Peter Thiel is an American entrepreneur, hedge fund manager and venture capitalist. He is Clarium’s President and the Chairman of the firm’s investment committee, which oversees the firm’s research, investment, and trading strategies. Before starting Clarium, Peter served as Chairman and CEO of PayPal, an Internet company he co-founded in December 1998 and was acquired by eBay for $1.5 billion in October 2002.
Prior to founding PayPal, Peter ran Thiel Capital Management , the predecessor to Clarium, which started with $1 million under management in 1996. Peter began his financial career as a derivatives trader at CS Financial Products, after practicing securities law at Sullivan & Cromwell.
In addition to managing Clarium, Peter is active in a variety of philanthropic and educational pursuits; he sits on the Board of Directors of the Pacific Research Institute, the Board of Visitors of Stanford Law School, and is an adviser to the Singularity Institute for Artificial Intelligence.

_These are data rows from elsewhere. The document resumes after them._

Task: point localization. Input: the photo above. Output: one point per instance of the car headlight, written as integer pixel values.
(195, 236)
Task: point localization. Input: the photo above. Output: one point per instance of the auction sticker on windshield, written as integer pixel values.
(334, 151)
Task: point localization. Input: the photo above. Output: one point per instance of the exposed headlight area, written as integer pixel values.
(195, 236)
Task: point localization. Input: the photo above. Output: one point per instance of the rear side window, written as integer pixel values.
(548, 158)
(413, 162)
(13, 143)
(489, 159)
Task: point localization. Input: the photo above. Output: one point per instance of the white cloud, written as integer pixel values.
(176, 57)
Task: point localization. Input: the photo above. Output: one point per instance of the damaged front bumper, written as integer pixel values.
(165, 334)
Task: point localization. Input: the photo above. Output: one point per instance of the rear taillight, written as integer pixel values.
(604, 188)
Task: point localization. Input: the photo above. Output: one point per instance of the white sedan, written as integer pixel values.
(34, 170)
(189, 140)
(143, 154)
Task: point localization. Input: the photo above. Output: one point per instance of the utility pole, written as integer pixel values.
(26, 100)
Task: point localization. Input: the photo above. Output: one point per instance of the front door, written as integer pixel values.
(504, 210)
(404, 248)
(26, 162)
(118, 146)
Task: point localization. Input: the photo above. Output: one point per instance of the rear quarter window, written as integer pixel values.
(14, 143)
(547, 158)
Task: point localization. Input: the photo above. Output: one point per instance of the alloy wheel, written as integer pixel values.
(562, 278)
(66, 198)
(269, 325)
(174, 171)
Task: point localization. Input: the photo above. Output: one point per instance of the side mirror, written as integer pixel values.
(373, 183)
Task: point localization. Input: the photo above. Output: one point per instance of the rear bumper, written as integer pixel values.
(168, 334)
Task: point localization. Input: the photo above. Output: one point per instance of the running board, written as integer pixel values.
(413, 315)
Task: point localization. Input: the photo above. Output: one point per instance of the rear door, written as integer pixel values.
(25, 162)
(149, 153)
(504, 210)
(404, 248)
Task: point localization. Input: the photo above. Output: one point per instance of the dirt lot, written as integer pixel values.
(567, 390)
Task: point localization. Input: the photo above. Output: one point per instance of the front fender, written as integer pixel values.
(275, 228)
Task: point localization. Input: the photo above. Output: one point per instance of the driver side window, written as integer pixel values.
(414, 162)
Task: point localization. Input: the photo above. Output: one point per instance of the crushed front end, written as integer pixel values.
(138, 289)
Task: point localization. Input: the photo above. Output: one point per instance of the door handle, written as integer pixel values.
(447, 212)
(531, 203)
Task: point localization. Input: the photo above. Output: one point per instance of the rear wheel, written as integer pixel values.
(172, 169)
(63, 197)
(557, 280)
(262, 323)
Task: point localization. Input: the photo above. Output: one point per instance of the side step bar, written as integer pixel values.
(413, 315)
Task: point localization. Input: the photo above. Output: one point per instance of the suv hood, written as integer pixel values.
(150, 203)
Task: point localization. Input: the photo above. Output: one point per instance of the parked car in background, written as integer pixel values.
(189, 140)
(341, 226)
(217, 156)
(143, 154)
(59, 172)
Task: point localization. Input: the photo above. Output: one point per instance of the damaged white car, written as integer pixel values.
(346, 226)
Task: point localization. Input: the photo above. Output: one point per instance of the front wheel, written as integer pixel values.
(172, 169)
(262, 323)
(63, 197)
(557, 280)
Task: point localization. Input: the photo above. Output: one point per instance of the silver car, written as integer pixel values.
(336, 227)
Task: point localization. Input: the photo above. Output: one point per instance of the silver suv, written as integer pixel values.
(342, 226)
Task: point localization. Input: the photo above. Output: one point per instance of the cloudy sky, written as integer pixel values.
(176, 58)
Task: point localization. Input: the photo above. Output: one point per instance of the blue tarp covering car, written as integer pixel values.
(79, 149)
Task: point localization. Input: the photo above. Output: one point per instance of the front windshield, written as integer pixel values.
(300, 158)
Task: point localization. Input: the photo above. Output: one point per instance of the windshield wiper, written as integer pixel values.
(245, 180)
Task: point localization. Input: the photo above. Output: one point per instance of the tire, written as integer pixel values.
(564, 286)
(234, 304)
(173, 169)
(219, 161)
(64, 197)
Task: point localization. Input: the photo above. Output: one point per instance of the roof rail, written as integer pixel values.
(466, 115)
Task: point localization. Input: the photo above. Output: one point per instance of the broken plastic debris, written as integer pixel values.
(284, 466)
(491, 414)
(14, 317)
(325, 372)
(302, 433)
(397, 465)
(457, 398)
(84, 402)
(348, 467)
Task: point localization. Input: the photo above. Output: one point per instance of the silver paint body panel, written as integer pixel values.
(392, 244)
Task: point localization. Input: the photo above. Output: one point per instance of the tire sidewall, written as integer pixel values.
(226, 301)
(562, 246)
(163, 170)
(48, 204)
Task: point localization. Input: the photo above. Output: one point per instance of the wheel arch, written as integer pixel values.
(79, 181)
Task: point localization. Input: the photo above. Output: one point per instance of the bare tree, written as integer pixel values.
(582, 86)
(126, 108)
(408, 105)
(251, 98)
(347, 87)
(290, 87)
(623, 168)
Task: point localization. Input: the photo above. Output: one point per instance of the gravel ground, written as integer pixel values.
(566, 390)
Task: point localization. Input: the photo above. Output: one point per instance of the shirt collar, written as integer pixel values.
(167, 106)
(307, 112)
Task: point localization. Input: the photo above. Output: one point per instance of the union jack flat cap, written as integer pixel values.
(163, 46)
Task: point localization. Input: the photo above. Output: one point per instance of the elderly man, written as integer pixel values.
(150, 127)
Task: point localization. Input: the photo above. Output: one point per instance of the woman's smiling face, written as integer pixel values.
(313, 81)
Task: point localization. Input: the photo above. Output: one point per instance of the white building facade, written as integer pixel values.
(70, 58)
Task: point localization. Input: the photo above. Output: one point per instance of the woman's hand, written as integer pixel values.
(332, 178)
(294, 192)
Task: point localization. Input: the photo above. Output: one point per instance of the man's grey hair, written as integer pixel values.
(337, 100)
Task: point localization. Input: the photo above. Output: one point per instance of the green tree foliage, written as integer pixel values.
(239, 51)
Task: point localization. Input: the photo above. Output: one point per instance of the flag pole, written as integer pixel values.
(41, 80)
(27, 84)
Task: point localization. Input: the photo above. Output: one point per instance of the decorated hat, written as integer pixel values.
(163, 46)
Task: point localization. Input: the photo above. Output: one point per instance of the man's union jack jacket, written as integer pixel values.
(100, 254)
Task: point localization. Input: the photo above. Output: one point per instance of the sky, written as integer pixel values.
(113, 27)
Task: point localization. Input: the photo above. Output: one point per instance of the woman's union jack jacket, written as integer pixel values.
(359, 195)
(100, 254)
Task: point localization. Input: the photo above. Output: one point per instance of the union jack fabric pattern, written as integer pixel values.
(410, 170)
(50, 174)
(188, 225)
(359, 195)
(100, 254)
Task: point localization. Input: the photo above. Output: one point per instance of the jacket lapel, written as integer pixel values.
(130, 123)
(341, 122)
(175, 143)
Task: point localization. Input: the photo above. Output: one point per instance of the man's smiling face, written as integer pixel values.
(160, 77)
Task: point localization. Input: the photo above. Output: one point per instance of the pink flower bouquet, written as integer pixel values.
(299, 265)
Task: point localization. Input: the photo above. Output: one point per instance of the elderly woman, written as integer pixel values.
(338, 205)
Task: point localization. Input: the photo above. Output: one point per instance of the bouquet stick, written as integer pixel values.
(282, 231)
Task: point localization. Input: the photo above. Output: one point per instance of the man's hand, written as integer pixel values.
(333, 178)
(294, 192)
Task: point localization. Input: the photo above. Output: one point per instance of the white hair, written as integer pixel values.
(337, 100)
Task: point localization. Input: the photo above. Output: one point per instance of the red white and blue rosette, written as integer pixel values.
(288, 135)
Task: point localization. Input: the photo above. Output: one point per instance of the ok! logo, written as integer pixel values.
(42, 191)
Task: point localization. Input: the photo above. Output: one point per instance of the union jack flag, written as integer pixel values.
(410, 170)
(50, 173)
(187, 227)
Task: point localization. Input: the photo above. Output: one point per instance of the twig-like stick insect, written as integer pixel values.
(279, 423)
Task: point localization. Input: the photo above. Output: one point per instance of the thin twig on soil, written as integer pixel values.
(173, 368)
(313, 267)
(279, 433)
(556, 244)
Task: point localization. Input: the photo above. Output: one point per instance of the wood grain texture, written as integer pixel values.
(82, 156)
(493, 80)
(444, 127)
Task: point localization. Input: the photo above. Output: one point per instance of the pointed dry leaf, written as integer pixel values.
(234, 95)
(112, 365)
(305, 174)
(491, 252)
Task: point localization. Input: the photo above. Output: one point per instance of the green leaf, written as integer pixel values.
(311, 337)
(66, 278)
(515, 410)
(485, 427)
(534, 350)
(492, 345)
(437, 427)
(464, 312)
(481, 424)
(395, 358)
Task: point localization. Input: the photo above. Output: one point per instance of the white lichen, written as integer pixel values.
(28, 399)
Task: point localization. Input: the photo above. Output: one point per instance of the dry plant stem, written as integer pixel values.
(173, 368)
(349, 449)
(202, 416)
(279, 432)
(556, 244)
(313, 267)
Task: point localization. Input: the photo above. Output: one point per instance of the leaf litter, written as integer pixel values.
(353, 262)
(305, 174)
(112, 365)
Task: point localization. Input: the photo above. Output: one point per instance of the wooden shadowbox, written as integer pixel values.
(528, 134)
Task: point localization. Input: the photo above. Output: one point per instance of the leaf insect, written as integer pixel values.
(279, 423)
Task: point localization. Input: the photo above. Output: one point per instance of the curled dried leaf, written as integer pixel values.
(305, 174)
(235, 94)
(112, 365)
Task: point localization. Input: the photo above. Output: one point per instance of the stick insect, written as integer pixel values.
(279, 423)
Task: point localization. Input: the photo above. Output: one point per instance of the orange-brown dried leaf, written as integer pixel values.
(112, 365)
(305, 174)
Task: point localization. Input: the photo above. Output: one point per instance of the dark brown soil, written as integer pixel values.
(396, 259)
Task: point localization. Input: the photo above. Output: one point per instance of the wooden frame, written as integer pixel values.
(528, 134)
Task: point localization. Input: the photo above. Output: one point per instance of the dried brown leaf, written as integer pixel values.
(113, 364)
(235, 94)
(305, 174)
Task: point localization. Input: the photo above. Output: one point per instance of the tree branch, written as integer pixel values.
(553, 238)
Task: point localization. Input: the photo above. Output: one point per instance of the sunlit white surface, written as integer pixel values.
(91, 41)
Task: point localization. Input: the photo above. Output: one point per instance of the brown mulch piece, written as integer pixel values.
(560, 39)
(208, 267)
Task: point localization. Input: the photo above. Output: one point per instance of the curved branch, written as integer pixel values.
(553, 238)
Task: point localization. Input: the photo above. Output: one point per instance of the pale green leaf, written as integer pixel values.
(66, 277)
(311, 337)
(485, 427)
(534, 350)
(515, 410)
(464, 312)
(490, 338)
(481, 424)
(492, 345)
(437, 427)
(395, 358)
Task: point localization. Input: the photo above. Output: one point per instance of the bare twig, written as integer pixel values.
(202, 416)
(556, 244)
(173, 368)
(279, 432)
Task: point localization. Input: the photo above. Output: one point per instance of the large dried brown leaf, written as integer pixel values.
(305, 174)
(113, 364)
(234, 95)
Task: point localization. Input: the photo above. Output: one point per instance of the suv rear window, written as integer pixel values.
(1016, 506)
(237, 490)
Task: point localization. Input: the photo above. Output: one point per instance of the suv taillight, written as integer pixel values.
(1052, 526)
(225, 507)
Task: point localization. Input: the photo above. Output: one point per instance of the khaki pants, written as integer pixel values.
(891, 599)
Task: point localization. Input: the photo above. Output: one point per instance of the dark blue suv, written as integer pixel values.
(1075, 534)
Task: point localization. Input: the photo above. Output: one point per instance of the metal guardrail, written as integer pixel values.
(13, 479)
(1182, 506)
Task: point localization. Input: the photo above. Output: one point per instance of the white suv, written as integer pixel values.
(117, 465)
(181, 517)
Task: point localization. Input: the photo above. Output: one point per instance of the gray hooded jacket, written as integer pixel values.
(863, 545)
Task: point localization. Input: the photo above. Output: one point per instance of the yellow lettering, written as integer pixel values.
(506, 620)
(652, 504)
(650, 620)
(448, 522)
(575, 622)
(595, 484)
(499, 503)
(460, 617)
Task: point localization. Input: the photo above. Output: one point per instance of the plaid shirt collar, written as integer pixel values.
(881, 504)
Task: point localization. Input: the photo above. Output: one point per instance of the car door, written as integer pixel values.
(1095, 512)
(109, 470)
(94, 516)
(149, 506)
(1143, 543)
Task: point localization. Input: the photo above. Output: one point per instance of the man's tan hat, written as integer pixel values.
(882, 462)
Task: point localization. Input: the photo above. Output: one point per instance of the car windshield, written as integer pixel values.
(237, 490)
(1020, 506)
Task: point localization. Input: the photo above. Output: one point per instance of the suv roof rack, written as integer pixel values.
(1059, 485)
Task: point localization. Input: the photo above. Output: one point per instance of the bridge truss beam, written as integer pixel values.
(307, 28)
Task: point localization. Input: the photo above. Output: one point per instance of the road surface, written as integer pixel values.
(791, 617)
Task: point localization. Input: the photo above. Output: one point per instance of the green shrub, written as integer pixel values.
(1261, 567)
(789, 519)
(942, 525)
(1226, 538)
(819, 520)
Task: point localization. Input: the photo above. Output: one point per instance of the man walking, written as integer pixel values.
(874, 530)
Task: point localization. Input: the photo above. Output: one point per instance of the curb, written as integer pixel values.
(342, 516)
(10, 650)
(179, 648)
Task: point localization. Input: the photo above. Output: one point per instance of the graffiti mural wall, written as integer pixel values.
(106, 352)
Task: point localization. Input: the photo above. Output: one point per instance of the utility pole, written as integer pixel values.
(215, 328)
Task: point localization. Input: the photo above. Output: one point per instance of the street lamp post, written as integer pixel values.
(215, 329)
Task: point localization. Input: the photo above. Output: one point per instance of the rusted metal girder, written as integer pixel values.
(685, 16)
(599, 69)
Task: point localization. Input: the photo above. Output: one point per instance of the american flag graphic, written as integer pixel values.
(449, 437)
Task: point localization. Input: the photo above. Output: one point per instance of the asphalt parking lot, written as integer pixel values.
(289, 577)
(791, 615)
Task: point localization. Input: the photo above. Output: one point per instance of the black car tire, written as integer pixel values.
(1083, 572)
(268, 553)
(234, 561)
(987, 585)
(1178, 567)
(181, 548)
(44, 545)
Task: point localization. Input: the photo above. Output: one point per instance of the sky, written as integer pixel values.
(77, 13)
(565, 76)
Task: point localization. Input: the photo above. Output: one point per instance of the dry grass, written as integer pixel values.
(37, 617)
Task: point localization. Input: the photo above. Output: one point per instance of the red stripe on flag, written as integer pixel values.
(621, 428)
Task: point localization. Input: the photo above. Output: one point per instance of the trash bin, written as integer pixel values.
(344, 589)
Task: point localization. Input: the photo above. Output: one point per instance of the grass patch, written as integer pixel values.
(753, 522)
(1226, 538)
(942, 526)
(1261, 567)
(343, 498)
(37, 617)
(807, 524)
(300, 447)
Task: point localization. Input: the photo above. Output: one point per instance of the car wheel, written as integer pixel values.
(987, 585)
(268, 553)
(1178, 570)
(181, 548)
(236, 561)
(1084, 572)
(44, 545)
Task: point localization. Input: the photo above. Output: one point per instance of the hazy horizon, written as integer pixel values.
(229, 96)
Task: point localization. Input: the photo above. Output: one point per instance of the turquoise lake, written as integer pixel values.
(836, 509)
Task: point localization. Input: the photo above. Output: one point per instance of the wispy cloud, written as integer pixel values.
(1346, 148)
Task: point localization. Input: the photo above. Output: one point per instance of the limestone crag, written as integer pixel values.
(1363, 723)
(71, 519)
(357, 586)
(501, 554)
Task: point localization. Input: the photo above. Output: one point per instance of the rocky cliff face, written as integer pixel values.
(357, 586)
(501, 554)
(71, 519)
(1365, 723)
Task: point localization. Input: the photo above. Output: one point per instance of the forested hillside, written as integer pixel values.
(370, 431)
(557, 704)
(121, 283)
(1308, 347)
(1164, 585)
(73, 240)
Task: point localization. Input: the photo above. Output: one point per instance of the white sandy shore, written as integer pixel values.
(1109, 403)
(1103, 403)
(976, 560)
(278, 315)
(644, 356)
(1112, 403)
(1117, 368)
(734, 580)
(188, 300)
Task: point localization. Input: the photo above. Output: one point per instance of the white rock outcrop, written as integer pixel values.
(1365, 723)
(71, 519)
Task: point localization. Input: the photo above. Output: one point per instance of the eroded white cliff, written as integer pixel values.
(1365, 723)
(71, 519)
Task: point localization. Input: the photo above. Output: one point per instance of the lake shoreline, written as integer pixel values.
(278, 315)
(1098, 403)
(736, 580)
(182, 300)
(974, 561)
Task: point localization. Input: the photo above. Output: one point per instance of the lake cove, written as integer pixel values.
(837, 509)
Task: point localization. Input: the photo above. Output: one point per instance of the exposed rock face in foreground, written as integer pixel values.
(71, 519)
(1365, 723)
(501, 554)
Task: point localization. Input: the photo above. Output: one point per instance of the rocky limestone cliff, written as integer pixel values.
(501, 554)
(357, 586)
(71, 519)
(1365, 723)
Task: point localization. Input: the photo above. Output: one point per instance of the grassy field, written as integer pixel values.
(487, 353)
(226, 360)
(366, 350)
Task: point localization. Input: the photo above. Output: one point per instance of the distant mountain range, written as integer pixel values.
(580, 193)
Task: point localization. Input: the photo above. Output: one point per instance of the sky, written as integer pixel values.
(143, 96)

Peter received a BA in Philosophy from Stanford University and a JD from Stanford Law School. He is self-described libertarian and a minority investor in Big Think.
Question: Why do you encourage students with good ideas to take a break from college and pursue their passion?
Peter Thiel: Well the term we use is that people should stop out of school for two years. The program is called "20 Under 20." It’s under www.20under20.org. The one advertisement I will get in here. And it is a two-year fellowship program where we will pay people $100,000 for two years to pursue some particular passion, preferably in a technological area where they can work individually or in a team of up to four people in starting a company or joining some other early stage company. We will encourage people to do this from California because that’s where we think we can help provide them with some mentorship.
But we think that the idea of becoming an entrepreneur is something that is not taught very well in school and is something that people should try to do earlier on. One of the concerns that I’ve had about the educational system is that the enormous amounts of debt it’s putting on people is actually constraining people’s ability to do things that are not as remunerative. And so people are sort of trapped in these sort of professional jobs and are not able to do things that are entrepreneurial or non-profit or just, you know, fun or socially useful and sort of are overly or narrowly constrained. And I think technological innovation requires risk, it requires sacrifice and it may be very hard to do that if you have, you know, this enormous debt burden to try to repay. It’s hard to start a great company if you bought a big house, and it may be hard to start a big company if you are burdened down with enormous amounts of student loans.
And so I think it’s there’s sort of a context that’s specific to our time that we think education needs to be rethought, that education does not just happen in college, but it also happens in developing skills which will enable people to contribute to our society as a whole.